Of course, there wasn’t a wave of violence, but it got them elected, at which point it was only a matter of time before they had to get off the tiger. The point at which they did this was when the crime mapping Boris promised launched, since this instantly tied their reputation into the credibility of the crime figure collection methods introduced by New Labour and removed the ability to blame the Home Office for anything that went wrong (plus allowing opportunist Labour MPs such as Virendra Sharma there to leap unopposed on the figures as proof of their greater devotion to crime-fighting).
Then we had the sacking of Ian Blair for being left over from the previous reign, another public relations driven event designed to send a message that Kit and Boris were in charge now while giving us the clue that we were dealing with Year Zero merchants as far as the Met is concerned. Then we got the high-profile anti-knife crime initiatives, more bus police squads etc. Finally, having set up this bold public image of strong, clear-eyed men of business in charge and getting things done, it was all punctured by Boris suddenly giving up the chair of the MPA to Kit, which given the high profile of Boris’s crime policy has resulted in EDMs, Labour MPs queueing up in the House to bash Boris and Malthouse being forced onto the defensive on the radio. That this is not an ideal situation was proved by Kit agreeing with Ken Livingstone on LBC a couple of weeks ago that the figures were basically trustworthy and crime had indeed fallen. For a team used to setting the news agenda, this is an unusual situation of being caught on the back foot and means Boris and Kit have to try and find a form of words that reassures the public over ‘cuts’ at the same time as the balloon of credibility is deflating rapidly in the background.

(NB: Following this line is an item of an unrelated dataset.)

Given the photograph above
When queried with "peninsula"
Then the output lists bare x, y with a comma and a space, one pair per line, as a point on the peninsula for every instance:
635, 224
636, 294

This task is of course complicated by the national political scene, where the tabloids are still running ‘OMG Rising Crime’ stories while Chris Grayling is trying to win the General Election on the hoary old ‘New Labour violent crime figure fiddling’ crap to please the Sun. This restricts Boris’s scope for creative PR as no one’s going to listen to the truth, which is that you quite possibly can cut police numbers *if you accept that we’re a less criminal society*. It doesn’t help that the foremost voice pushing this line is Sir Ian Blair. If they do go down this road it would mean confronting the national party’s election campaign and jettisoning one of the most powerful weapons in the Conservative armoury – that the socialists will be soft on crime and give your taxes to loony left councils who take feral kids for two weeks in Bali, etc. etc. ad nauseam.
So, will Boris and Kit take that brave step, which will also mean challenging the police themselves, who are behind a lot of the bloodcurdling stories in the tabloids for power and budget reasons. Any eagle eyed economising bean-counter would have a field day if tasked with culling senior officers who have cosy relationships with tabloid hacks. Get in there, Kit. On that, if nothing else, I’ll be right there with you.